To put this into perspective; Dad retired from a work of hard labour at the Post Office to work more than full time as a contractor. While on site, he had a heart attack. He finished what he was doing, and drove home about 40 minutes later. When he got home, mom wasn’t there yet, so he waited another hour or so for her to get home so she could drive him in. When they got to the hospital, mom stopped the car at the door and told him to get in, he told her to park so they could go in together. Despite trying very hard to die, he actually pulled through OK.
Then he was diagnosed with Cancer. Lymphoma. That bitch. He wanted to fight it, and he did a damned good job. The cancer went into remission.
And damned good thing it did too! Because immediately following one of his last Chemotherapy treatments, he had a second heart attack! This time, he was better about getting to the door quickly at least. Lived through that.
Then the cancer came back, we were sure the cancer was going to do him in, but no. What got him first was congestive heart failure. Google that, I don’t want to explain it. We came to terms with it, dad was older, and not exactly a prime candidate for a transplant (cancer really hurts those kinds of things), so we brought him home and let him spend his last year at home.

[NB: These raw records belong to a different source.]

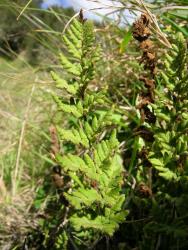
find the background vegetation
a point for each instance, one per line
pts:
(153, 143)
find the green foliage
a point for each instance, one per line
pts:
(95, 169)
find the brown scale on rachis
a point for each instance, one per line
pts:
(141, 32)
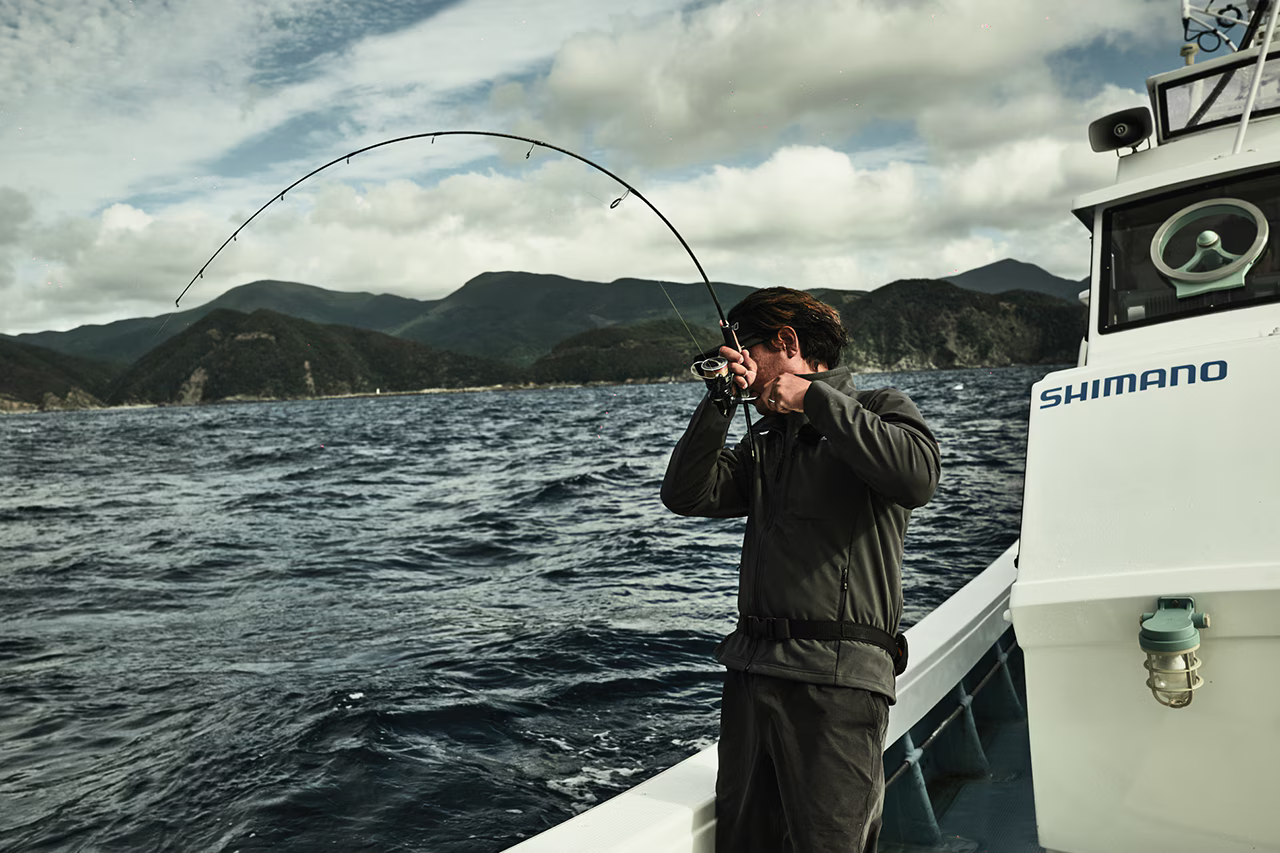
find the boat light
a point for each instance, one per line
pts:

Eventually, we had to take him in to palliative, and we called the family in.
Well, you might be asking yourselves “Jeff, this is all very touching, but the hell do we care?” Well, it’s topical; What do you think Dad died of; The cancer, or the heart failure? Give you a second…. Trick question! On day four of being in palliative in the respiratory ward, he was diagnosed with influenza, and died on day six. The official cause of death, the doctors said, was the flu.

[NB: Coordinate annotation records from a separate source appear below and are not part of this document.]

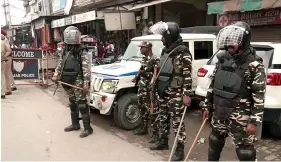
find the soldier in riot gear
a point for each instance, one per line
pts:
(174, 85)
(73, 69)
(236, 95)
(146, 73)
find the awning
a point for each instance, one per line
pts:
(241, 5)
(149, 4)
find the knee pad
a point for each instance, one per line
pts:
(246, 153)
(83, 107)
(72, 104)
(216, 143)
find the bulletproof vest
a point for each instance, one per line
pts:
(169, 74)
(72, 67)
(229, 80)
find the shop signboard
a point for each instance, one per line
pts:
(25, 69)
(84, 17)
(58, 5)
(25, 63)
(255, 18)
(19, 53)
(58, 23)
(68, 21)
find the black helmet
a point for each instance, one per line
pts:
(247, 36)
(172, 34)
(238, 33)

Now…. We didn’t give a rat’s ass what they put on the paper, there’s no pride in death, but it hits me that if dad had died three years later and have COVID-19 instead of the flu, you’d bet your ass he’d be a statistic. Now… is it possible that dad died 48 hours before he otherwise would have because he caught the flu? Maybe. But it was a miracle he’d made it as far as he had. Something like 70%-80% of COVID death cases had serious underlying health issues. Pretending that COVID has actually killed a quarter million people is asinine.
I don’t know what we do with that… But the fact remains that as a moderately healthy 35 year old, I’m not afraid of getting this.
Wait, your name is JEFF???
When my Dad died on my birthday, during a nap, just short of his 89th birthday, I called his doctor and asked what could have killed him. The Dr. said, “Oh, lots of things. He had cancer. His heart was failing. There was other stuff he never told the family about. He was old and knew he was running out the string. Pick one you like, or we’ll just say “natural causes.”
The night before my Dad died aged 90 having lost one lung and 13 years in a sanitorium to TB before he was 30 and having been in nursing homes for about three months and failing mightily, I went to see him at his then current nursing home. He was in a straight-backed chair, asleep, but lashed in so he was sort of upright, but listing greatly to one side. I asked one of the attendants, not very politely, what the hell they were doing to my father, and she responded, “Oh! We need to keep him upright. We don’t want him to catch pneumonia!” To which I responded, “Are you kidding me? That would be the best thing that could happen.” He died peacefully in his sleep the next afternoon.
I remain convinced the facility’s primary objective was to keep that bed full and producing income as long as humanly possible.
My RN sister in law says doctors are loath to fill out death certificates specifying a cause or causes of death. Somewhat preposterously, my Dad’s doctor listed Alzheimer’s as the cause of death.